Six billion people on Earth, and we're all hungry for the same few fish. Aquaculture ought to help solve the problem—and eventually it will; many innovative, responsible people are going into the field and changing it from within. But ghastly fish farms remain all too common, notably those where Atlantic salmon are raised on a diet of antibiotics, fish by-products, and salmon-pink dye.

It isn't just the welfare of these creatures that matters. Your own health is at stake when you belly up to the seafood buffet. Mercury, dioxin, and PCBs get into the water from rain and runoff and into the bodies of wild fish. Fish that eat other fish build up alarming amounts in their flesh. While some people argue over just how much mercury is harmful, no one claims it's good. And everyone agrees that children, new and expectant mothers, and women planning to get pregnant should shun big predator fish—swordfish, shark, tilefish; many would add albacore tuna to that list.

Now for the good part: Let's say you're a fanatic about your health but don't really give a hoot about the environment, while your husband feels the opposite. No need to argue! The same choices often solve both problems. Check out the guidelines listed in "Reel In or Throw Back?" on the previous page, then try something new. Shrimp, salmon, canned tuna, pollock, and catfish together make up 76 percent of all the seafood consumed in the United States, but they're hardly the only fish in the sea. Barton Seaver, executive chef and partner in Hook, a sustainable-seafood restaurant in Washington, D.C., suggests you rethink your fish prejudices. Sardines and anchovies, for example, sound more like punch lines to bad jokes than great dinner options, but they're high in omega-3s, low in contaminants, and abundant. And, if you haven't sampled them since you were a picky kid, you may be surprised at how wonderful they taste.

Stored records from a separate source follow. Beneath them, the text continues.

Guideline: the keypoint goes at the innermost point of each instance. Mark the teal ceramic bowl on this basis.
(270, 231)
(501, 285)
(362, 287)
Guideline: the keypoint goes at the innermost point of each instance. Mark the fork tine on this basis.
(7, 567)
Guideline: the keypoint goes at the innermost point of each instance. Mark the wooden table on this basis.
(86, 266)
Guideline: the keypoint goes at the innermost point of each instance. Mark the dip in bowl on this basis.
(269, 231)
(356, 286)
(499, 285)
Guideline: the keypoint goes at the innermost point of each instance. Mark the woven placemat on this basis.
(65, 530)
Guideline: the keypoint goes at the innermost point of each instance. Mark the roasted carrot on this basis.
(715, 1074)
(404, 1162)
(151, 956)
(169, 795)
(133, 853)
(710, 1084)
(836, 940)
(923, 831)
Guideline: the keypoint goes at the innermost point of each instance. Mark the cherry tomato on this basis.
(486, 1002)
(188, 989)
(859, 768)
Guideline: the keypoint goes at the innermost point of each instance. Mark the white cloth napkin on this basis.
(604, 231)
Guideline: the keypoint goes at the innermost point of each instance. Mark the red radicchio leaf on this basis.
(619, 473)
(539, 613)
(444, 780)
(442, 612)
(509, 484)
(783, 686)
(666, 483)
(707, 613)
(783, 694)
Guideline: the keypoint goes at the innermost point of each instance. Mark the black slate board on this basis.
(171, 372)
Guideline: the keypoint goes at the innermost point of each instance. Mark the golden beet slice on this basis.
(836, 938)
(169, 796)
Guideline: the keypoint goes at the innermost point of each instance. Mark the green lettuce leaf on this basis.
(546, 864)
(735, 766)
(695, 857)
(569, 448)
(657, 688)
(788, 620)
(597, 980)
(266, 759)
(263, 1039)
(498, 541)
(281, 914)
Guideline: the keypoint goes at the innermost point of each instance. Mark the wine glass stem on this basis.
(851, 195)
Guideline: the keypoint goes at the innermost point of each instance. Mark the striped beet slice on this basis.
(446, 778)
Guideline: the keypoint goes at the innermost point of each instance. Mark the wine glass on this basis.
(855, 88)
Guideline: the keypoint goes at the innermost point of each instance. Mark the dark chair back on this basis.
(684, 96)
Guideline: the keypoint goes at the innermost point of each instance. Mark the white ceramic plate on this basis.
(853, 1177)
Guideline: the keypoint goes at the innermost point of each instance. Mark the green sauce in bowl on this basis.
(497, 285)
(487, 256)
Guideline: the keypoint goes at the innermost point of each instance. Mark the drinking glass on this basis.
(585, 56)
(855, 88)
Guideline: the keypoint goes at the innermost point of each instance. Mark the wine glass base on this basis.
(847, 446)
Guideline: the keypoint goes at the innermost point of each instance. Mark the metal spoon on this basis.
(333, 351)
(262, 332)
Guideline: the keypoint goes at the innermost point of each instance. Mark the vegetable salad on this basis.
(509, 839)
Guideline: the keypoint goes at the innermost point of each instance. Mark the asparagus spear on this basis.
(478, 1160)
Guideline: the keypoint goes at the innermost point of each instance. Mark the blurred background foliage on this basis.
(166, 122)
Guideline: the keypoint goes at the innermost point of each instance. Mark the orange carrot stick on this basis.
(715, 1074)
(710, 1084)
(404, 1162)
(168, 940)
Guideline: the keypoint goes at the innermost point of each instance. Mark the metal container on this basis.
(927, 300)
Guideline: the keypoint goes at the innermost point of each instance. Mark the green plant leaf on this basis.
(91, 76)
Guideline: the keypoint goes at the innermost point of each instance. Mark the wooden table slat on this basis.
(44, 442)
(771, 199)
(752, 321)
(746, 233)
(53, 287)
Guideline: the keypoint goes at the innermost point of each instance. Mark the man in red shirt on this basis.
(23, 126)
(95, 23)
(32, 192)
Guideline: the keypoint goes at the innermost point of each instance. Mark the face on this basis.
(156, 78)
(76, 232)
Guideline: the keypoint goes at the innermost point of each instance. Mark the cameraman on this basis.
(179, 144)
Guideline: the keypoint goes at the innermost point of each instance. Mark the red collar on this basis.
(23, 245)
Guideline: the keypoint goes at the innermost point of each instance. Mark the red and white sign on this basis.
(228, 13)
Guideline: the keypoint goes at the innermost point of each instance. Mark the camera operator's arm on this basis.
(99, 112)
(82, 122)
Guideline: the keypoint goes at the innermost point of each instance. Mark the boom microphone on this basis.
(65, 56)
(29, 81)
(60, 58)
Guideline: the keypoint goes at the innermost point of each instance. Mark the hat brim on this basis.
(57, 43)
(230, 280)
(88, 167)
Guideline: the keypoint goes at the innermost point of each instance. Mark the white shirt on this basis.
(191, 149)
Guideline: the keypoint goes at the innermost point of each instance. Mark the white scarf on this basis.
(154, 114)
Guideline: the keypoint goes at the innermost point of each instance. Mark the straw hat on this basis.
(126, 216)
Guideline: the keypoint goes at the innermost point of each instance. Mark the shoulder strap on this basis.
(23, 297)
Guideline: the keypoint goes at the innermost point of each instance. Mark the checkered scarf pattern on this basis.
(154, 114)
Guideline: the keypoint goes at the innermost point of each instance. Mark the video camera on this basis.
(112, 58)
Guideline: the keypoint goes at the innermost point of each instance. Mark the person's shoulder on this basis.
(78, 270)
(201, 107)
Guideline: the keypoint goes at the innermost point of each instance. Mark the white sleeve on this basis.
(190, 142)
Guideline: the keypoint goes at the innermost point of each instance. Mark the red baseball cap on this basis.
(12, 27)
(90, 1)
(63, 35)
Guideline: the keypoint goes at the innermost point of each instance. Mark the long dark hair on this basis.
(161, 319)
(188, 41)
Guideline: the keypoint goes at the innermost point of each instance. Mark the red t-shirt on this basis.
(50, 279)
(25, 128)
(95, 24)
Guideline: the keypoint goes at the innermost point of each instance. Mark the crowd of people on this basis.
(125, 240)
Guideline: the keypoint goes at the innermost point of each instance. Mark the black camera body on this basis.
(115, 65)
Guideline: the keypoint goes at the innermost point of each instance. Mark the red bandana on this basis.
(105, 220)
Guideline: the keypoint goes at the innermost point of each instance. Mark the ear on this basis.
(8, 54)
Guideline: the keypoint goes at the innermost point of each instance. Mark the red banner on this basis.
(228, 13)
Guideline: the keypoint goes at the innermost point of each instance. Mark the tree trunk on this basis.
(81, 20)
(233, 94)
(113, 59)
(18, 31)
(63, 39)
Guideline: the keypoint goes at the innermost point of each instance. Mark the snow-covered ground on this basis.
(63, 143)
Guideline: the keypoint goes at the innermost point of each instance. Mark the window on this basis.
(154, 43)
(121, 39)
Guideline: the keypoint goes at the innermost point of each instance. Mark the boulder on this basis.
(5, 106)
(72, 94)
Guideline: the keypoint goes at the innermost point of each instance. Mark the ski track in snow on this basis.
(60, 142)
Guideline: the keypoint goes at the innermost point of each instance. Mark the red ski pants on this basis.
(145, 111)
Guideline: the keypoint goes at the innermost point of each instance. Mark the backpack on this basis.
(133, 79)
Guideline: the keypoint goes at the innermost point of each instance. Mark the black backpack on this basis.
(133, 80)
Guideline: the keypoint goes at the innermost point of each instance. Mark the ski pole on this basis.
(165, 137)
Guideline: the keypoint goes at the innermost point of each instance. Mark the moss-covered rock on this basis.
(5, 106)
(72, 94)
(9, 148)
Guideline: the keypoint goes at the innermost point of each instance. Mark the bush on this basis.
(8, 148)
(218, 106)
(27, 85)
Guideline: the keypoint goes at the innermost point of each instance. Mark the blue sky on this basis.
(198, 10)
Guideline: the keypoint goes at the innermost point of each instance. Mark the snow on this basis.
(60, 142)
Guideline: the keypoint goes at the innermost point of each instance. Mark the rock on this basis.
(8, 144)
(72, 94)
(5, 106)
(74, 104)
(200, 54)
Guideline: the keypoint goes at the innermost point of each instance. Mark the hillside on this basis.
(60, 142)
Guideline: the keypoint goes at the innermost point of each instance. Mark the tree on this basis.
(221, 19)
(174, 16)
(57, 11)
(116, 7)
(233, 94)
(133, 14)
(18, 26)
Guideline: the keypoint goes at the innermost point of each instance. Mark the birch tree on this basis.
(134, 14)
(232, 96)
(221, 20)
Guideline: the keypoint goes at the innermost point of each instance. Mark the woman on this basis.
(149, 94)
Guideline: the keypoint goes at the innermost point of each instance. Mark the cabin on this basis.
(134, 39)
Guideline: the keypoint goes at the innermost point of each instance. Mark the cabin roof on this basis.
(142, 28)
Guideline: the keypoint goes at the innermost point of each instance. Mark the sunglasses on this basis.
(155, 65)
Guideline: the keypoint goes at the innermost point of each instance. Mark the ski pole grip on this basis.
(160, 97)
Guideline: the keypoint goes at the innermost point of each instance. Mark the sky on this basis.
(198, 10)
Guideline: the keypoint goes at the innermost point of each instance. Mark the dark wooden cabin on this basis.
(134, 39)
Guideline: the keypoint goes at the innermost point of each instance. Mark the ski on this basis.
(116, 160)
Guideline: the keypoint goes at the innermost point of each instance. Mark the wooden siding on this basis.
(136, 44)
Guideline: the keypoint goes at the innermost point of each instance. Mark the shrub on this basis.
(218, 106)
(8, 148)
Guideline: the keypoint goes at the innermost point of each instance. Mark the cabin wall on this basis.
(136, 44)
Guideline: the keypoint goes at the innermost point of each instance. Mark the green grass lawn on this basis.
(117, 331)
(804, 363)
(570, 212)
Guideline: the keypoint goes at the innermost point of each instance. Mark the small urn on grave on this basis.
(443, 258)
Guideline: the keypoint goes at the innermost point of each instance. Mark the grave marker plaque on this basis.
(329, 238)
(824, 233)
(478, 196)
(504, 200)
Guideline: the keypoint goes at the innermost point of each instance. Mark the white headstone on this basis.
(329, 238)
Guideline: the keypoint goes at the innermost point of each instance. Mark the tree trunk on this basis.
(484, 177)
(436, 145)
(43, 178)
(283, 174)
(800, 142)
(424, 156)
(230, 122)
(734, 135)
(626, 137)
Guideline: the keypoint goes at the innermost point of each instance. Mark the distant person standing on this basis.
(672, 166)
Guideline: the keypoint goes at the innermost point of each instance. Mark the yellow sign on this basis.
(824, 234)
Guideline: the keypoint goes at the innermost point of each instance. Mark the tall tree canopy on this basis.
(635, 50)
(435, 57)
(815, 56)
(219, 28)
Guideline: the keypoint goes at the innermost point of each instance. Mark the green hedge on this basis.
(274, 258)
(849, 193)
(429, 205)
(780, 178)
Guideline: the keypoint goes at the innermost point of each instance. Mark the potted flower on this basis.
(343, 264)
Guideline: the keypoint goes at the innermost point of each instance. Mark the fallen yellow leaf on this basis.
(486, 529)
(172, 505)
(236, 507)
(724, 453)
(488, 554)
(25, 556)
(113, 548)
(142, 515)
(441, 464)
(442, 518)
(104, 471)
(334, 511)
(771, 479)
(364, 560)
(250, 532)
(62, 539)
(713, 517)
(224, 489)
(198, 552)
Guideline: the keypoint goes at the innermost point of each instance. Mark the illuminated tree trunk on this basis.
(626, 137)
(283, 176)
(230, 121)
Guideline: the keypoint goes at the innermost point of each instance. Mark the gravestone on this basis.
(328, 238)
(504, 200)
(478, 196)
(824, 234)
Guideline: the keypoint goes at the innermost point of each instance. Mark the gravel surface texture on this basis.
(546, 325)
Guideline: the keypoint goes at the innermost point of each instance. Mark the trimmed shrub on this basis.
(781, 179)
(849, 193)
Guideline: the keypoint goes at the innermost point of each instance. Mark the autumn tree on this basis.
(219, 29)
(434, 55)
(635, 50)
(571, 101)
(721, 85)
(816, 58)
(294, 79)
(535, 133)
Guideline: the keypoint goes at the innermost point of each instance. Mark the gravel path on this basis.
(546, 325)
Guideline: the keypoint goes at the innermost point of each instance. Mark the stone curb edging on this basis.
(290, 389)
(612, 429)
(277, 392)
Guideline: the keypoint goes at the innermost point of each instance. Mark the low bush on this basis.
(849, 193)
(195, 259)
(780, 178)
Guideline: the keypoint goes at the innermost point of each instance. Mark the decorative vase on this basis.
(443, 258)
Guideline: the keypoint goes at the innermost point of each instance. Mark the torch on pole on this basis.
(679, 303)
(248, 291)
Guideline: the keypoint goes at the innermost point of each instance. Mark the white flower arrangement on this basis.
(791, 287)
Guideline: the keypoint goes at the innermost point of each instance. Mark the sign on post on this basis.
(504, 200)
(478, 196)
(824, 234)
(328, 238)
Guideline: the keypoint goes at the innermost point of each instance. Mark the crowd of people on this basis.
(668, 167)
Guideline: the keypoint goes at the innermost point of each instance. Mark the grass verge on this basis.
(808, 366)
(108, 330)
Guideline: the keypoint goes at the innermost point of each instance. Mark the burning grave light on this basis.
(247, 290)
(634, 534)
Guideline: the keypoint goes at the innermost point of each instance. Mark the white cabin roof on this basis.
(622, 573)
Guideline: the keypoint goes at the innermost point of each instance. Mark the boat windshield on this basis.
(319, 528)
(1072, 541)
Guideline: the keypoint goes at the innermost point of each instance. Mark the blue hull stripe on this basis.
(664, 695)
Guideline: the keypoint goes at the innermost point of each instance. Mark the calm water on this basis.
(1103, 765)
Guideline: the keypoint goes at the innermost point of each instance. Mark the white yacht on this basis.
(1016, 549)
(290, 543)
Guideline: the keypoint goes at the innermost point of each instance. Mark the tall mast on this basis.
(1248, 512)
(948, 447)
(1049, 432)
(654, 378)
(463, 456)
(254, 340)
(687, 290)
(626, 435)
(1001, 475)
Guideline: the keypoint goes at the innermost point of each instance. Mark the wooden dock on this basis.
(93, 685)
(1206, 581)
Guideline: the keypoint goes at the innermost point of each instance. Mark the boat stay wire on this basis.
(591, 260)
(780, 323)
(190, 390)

Perhaps all these tips and warnings are just too taxing for your omega-3–deprived brain. Well, sorry, you're not off the hook. The next time you're about to order mahimahi in a restaurant, just text 30644 and type in the words fish and mahimahi on the message line of your PDA or cell phone. In seconds you'll get a reply from the Blue Ocean Institute rating your choice: green (great), yellow (good), or red (not smart).

So there you are, outfitted like a modern-day Captain Nemo, with information rather than harpoons, of course, and ready to make your way wisely through the briny depths. Time to go fishing once again.